À l'image de la révision constitutionnelle instaurant un vice-président au Cameroun, le Rassemblement démocratique du peuple camerounais envisagerait de modifier ses propres statuts pour que le président national nomme ses vice-présidents et que le premier d'entre eux lui succède en cas de vacance.
Alors que le Cameroun attend toujours la nomination du prochain vice-président de la République, le parti au pouvoir, le Rassemblement démocratique du peuple camerounais (RDPC), semble vouloir s'inspirer du nouveau modèle institutionnel pour sa propre organisation. Selon des informations exclusives, un projet de révision des statuts du parti prévoirait que le président national nomme désormais les vice-présidents de la formation, et que le premier vice-président lui succède automatiquement en cas de vacance ou de démission.
Cette initiative intervient quelques jours seulement après l'adoption par le Parlement camerounais, réuni en congrès, de la révision constitutionnelle instaurant un poste de vice-président de la République. Le texte, adopté le 4 avril 2026 par une large majorité de députés et sénateurs, prévoit que le chef de l'État nomme un vice-président qui peut être appelé à achever son mandat en cas de vacance du pouvoir. Une réforme qualifiée de « tournant historique » par ses promoteurs.
Dans les statuts actuels du RDPC, le président national est élu par les militants.
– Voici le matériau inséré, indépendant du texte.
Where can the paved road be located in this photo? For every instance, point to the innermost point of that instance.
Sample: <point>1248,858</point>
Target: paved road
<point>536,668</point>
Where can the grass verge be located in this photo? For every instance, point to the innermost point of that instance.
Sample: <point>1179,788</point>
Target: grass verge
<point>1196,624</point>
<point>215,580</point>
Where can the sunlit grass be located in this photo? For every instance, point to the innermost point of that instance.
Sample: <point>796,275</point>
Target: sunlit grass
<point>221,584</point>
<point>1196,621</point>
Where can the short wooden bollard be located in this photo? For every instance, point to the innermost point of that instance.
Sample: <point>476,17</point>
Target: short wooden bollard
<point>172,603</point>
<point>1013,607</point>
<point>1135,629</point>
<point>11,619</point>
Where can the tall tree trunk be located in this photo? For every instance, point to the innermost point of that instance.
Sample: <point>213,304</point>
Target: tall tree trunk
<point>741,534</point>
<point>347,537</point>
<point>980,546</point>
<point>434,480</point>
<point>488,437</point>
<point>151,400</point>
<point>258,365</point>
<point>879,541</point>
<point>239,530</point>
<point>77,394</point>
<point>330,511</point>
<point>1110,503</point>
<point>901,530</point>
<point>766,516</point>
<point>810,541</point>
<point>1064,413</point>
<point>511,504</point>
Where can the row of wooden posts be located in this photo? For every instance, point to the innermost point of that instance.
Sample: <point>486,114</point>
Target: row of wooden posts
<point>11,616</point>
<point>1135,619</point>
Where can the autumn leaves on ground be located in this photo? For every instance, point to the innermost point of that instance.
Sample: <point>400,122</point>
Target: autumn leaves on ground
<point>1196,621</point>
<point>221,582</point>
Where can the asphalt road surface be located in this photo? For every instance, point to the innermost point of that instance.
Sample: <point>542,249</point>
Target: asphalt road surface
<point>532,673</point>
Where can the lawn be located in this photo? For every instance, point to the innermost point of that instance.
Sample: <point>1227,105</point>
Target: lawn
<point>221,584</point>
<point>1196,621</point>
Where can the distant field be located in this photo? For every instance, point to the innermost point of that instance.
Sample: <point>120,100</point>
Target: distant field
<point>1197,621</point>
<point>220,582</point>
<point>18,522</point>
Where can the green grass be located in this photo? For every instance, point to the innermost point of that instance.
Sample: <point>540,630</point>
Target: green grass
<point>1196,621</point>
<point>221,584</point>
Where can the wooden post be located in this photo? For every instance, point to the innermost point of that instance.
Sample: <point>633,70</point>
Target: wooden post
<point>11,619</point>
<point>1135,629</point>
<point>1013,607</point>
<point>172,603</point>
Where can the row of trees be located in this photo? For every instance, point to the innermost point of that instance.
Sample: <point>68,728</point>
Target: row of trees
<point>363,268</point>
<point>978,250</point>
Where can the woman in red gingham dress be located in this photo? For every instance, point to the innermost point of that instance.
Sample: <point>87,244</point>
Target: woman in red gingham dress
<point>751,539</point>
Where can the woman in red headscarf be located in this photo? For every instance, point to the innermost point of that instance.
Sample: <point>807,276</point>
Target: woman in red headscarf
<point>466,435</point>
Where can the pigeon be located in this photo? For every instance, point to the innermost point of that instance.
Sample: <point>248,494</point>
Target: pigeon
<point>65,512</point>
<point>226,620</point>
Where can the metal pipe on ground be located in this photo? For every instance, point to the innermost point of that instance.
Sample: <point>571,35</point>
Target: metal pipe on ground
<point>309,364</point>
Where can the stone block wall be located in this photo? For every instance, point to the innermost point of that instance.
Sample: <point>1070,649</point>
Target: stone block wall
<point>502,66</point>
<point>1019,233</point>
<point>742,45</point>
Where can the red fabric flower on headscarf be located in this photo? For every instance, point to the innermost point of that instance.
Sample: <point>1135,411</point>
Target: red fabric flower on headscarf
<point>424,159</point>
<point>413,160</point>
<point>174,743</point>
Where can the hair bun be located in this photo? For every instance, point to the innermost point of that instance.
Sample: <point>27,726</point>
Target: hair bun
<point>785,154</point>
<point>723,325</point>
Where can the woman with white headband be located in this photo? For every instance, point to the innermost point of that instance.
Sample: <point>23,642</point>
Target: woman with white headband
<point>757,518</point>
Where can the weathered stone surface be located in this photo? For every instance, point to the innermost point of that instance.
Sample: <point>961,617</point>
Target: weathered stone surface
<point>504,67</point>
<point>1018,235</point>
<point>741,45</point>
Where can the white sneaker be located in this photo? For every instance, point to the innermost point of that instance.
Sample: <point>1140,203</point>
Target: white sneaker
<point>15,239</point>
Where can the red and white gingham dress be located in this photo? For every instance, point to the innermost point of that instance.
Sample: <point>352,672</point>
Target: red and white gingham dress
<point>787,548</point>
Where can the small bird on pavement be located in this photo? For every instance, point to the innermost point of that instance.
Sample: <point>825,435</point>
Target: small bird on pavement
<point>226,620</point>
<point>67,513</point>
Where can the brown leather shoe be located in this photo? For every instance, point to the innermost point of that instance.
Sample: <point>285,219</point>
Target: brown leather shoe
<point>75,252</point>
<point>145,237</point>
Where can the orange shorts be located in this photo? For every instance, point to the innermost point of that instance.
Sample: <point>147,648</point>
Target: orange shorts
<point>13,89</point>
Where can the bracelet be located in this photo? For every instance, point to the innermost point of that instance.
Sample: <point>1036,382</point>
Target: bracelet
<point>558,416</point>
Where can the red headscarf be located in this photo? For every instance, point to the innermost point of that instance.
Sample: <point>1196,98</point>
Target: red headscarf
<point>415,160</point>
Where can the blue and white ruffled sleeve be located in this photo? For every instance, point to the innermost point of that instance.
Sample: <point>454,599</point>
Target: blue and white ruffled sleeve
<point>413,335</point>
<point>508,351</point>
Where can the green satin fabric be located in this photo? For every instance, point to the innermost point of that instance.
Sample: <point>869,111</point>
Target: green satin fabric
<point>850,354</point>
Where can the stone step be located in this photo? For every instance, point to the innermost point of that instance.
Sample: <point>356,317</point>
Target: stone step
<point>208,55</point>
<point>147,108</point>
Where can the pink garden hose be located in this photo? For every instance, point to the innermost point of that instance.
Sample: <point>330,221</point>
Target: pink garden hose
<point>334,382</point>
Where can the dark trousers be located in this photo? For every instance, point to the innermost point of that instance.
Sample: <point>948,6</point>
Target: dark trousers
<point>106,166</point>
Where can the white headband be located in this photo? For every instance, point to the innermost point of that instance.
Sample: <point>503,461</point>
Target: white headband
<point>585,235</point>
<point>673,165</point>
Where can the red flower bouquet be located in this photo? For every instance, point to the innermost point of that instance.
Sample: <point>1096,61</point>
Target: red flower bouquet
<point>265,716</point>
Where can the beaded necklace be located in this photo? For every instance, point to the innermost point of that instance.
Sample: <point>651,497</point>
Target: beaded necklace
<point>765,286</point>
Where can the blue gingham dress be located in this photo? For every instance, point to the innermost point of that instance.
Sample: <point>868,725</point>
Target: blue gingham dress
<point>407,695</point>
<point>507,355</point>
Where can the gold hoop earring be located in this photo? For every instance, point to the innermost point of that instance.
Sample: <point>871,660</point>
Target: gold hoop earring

Aucune disposition ne prévoit de mécanisme de succession automatique. Le projet en discussion, qui s'inspirerait directement du nouveau modèle constitutionnel, marquerait donc une rupture majeure dans l'organisation du parti fondé par Paul Biya en 1985. Selon nos sources, cette réforme statutaire vise à « harmoniser le fonctionnement du parti avec les nouvelles institutions de la République ».
Cette réforme statutaire, si elle est adoptée, renforcerait considérablement les pouvoirs du président national, Paul Biya, qui aurait la main sur le choix de ses éventuels successeurs à la tête du RDPC. Elle intervient dans un contexte où les spéculations vont bon train sur l'identité du futur vice-président de la République, plusieurs noms circulant dans les cercles du pouvoir, dont ceux de Franck Biya, Ferdinand Ngoh Ngoh et Laurent Esso.
Aucune date n'a encore été communiquée pour l'examen et l'adoption de cette révision des statuts du RDPC. Mais selon des sources proches du parti, le projet pourrait être soumis au prochain comité central ou au prochain congrès ordinaire du parti. En attendant, les observateurs politiques y voient un signe supplémentaire de la volonté de Paul Biya de verrouiller sa succession, tant au niveau de l'État qu'à la tête de sa formation politique.